We also want you to know that, unlike culinary recipes, data science recipes are ambiguous. When chefs begin a particular dish, they have a very clear picture in mind of what the finished product will look like. For data scientists, the situation is often different. One does not always know what the dataset in question will look like, and what might or might not be possible, given the amount of time and resources. Recipes are essentially a way to dig into the data and get started on the path towards asking the right questions to complete the best dish possible.
If you are from a statistical or mathematical background, the modeling techniques on display might not excite you per se. Pay attention to how many of the recipes overcome practical issues in the data science pipeline, such as loading large datasets and working with scalable tools to adapting known techniques to create data applications, interactive graphics, and web pages rather than reports and papers. We hope that these aspects will enhance your appreciation and understanding of data science and apply good data science to your domain.
Practicing data scientists require a great number and diversity of tools to get the job done. Data practitioners scrape, clean, visualize, model, and perform a million different tasks with a wide array of tools. If you ask most people working with data, you will learn that the foremost component in this toolset is the language used to perform the analysis and modeling of the data. Identifying the best programming language for a particular task is akin to asking which world religion is correct, just with slightly less bloodshed.

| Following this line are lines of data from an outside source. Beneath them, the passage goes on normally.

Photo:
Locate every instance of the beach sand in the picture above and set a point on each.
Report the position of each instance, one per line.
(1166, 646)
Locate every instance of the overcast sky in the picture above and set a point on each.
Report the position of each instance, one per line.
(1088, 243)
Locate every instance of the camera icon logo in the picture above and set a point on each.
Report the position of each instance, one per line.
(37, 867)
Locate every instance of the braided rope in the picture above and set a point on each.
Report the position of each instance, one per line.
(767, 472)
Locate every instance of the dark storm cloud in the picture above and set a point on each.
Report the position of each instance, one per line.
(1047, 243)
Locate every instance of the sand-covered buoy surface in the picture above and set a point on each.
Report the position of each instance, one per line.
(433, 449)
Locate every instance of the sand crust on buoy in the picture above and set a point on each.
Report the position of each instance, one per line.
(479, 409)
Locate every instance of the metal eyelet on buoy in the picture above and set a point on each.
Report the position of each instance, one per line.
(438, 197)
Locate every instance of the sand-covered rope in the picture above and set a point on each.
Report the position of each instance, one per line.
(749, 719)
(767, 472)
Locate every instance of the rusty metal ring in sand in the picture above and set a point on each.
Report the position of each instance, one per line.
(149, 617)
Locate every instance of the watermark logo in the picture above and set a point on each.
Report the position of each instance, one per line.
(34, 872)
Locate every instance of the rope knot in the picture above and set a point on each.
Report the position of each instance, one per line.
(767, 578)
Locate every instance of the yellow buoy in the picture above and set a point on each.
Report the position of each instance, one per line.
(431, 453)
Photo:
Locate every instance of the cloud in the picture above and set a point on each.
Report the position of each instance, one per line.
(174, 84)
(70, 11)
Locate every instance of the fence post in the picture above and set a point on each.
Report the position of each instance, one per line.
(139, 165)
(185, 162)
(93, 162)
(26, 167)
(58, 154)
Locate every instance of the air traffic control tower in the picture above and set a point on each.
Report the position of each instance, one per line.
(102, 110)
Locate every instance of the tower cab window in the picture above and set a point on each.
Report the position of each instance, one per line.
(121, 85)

In this book, we split our attention between two highly regarded, yet very different, languages used for data analysis - R and Python and leave it up to you to make your own decision as to which language you prefer. We will help you by dropping hints along the way as to the suitability of each language for various tasks, and we'll compare and contrast similar analyses done on the same dataset with each language.
When you learn new concepts and techniques, there is always the question of depth versus breadth. Given a fixed amount of time and effort, should you work towards achieving moderate proficiency in both R and Python, or should you go all in on a single language? From our professional experiences, we strongly recommend that you aim to master one language and have awareness of the other. Does that mean skipping chapters on a particular language? Absolutely not! However, as you go through this book, pick one language and dig deeper, looking not only to develop conversational ability, but also fluency.
To prepare for this chapter, ensure that you have sufficient bandwidth to download up to several gigabytes of software in a reasonable amount of time.